Limitations & Future Work

  • Context-dependent limitations: The block length \(B\) is currently fixed. Future work could explore semantic adaptive block lengths. While large \(B\) reduces loss, the serial AR latency eventually offsets parallel gains, requiring manual tuning of \(B\).
  • Observational limitations: (i) The "two-stage" setup assumes the DLM is already well-trained; effectiveness on small DLMs is unverified. (ii) Soft-conditioning requires identical tokenizers for AR and DLM. (iii) Experiments focus on code; whether local incoherence is equally problematic in natural language remains open. (iv) Batch=1 evaluations might overstate latency benefits, though amortization at batch=8 was noted.
  • vs ADJUST (Bansal & Sanghavi 2025): ADJUST uses a single-layer DLM as an auxiliary model, requiring pretraining from scratch and repeated full attention. CoDiLA uses a pretrained AR restricted to blocks, saving costs and achieving higher accuracy.
  • vs APD (Israel 2025) / FlashDLLM (Hu 2026) / TiDAR (Liu 2025b): These methods use AR for left-to-right verification, essentially turning the DLM into a quasi-AR model and discarding bidirectional/infilling capabilities.

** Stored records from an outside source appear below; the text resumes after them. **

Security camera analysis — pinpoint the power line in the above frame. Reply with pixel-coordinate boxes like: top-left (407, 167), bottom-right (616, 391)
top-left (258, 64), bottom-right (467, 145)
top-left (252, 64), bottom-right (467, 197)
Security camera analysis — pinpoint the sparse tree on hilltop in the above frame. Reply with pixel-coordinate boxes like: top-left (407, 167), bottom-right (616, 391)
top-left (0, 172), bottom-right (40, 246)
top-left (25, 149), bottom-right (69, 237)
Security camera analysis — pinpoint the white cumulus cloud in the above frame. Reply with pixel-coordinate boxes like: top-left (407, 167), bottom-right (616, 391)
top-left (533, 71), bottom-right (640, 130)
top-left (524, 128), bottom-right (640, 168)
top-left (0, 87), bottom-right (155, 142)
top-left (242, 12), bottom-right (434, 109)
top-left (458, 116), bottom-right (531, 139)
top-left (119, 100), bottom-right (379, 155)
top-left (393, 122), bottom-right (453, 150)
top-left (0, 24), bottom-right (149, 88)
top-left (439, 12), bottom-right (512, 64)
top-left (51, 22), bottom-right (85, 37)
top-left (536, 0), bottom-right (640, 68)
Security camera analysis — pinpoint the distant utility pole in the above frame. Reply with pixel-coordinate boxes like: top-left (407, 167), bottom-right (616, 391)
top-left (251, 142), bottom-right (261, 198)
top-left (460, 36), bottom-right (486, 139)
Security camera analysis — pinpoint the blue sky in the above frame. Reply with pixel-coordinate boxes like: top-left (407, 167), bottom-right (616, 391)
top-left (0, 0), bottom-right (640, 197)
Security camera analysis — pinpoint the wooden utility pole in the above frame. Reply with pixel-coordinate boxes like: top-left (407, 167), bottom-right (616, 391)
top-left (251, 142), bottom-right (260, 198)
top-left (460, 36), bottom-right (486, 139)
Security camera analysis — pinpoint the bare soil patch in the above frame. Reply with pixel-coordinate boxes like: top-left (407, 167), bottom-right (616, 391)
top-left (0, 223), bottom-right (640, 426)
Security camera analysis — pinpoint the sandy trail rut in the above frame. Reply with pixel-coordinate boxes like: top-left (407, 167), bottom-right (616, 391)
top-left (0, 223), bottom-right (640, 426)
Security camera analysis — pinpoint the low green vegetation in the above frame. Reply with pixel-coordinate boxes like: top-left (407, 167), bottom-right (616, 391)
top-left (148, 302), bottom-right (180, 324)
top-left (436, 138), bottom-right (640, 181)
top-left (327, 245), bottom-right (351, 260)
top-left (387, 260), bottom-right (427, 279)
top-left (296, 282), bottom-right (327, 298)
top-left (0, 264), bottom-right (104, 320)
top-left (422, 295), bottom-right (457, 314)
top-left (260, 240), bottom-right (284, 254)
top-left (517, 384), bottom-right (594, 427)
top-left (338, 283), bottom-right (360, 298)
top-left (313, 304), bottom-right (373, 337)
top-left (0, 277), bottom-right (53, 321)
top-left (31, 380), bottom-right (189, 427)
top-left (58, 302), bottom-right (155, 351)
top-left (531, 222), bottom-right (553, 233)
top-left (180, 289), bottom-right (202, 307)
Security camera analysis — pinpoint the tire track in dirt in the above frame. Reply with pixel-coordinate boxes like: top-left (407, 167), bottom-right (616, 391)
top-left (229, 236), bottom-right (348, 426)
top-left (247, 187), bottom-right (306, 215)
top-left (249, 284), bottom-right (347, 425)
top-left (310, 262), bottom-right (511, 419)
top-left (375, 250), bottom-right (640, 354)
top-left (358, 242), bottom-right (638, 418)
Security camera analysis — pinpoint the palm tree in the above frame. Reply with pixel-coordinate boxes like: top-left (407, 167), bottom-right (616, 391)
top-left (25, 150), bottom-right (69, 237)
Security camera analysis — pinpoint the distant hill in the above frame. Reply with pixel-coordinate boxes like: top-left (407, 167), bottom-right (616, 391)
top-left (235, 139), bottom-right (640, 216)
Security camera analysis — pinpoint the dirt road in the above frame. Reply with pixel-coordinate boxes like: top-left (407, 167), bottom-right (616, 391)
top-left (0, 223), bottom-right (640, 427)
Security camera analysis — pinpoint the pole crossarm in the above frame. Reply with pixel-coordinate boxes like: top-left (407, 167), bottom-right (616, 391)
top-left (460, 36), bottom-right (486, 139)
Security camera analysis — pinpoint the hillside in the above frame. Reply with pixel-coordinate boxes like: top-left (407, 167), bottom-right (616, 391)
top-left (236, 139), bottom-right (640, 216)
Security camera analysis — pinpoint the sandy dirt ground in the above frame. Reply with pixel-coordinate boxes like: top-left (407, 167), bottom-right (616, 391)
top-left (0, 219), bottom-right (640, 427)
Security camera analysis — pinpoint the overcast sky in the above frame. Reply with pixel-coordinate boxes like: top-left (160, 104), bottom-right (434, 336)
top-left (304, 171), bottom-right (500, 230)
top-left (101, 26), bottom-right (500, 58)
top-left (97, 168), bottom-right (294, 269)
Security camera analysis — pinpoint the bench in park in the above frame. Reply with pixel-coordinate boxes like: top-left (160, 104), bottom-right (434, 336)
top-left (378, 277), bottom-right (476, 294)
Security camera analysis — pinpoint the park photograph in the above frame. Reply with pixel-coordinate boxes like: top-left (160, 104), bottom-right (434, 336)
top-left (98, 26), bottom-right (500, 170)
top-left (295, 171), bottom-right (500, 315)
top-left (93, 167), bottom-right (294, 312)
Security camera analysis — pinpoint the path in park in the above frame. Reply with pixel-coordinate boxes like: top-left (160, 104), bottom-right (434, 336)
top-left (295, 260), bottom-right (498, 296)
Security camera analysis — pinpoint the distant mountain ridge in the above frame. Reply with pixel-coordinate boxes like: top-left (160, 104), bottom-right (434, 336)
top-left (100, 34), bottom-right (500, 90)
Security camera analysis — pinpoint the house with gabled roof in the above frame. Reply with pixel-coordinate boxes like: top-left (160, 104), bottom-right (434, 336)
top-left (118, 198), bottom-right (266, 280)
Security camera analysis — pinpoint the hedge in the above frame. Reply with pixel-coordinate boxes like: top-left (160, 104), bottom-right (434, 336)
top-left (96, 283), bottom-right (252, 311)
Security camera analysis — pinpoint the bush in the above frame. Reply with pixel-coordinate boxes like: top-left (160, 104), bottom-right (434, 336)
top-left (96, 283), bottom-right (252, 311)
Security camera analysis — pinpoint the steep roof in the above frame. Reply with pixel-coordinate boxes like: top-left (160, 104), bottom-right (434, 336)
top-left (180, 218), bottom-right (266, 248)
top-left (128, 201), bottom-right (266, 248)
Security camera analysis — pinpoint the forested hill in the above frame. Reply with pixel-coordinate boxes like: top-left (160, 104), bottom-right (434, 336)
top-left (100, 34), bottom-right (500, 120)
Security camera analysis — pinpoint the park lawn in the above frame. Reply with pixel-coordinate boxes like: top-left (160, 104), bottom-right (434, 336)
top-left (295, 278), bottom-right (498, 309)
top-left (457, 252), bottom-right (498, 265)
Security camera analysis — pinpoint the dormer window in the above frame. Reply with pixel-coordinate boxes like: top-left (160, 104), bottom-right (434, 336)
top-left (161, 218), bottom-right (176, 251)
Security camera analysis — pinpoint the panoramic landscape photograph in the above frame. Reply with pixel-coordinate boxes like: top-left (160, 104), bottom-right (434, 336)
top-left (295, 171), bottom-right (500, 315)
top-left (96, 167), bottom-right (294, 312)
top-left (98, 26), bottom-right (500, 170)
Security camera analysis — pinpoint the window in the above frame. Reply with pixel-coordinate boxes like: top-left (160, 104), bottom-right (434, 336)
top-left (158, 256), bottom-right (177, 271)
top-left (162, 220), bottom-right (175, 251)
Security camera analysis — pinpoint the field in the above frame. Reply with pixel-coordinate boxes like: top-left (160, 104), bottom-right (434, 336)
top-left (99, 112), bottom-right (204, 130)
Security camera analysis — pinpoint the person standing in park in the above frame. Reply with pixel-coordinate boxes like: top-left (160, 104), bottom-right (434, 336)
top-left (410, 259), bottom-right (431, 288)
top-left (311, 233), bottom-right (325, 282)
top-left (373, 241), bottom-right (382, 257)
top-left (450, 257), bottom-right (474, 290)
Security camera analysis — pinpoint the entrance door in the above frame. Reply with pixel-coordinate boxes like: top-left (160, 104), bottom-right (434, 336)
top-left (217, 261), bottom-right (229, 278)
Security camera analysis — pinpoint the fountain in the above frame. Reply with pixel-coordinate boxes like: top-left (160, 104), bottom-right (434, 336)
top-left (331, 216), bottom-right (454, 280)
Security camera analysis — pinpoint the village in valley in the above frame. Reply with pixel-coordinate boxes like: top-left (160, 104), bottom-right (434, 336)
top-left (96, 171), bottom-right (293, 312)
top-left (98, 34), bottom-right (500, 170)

CoDiLA preserves these by keeping AR local.
  • vs Discrete Copula Diffusion (Liu 2025a): Shares the idea of merging DLM marginals with AR joints, but Copula requires multiple full-sequence passes. CoDiLA's soft-conditioning is a single-pass injection.

Rating

  • Novelty: ⭐⭐⭐⭐⭐ The "Global DLM + Local AR Soft-Conditioning" is the first end-to-end solution to integrate theory, interface, training, and scheduling.
  • Experimental Thoroughness: ⭐⭐⭐⭐ Broad coverage across benchmarks and tasks, but lacks high-concurrency throughput data for service scenarios.
  • Writing Quality: ⭐⭐⭐⭐⭐ Clear theoretical characterization and excellent motivation-to-method bridging.
  • Value: ⭐⭐⭐⭐⭐ A must-read for DLM researchers seeking sublinear latency.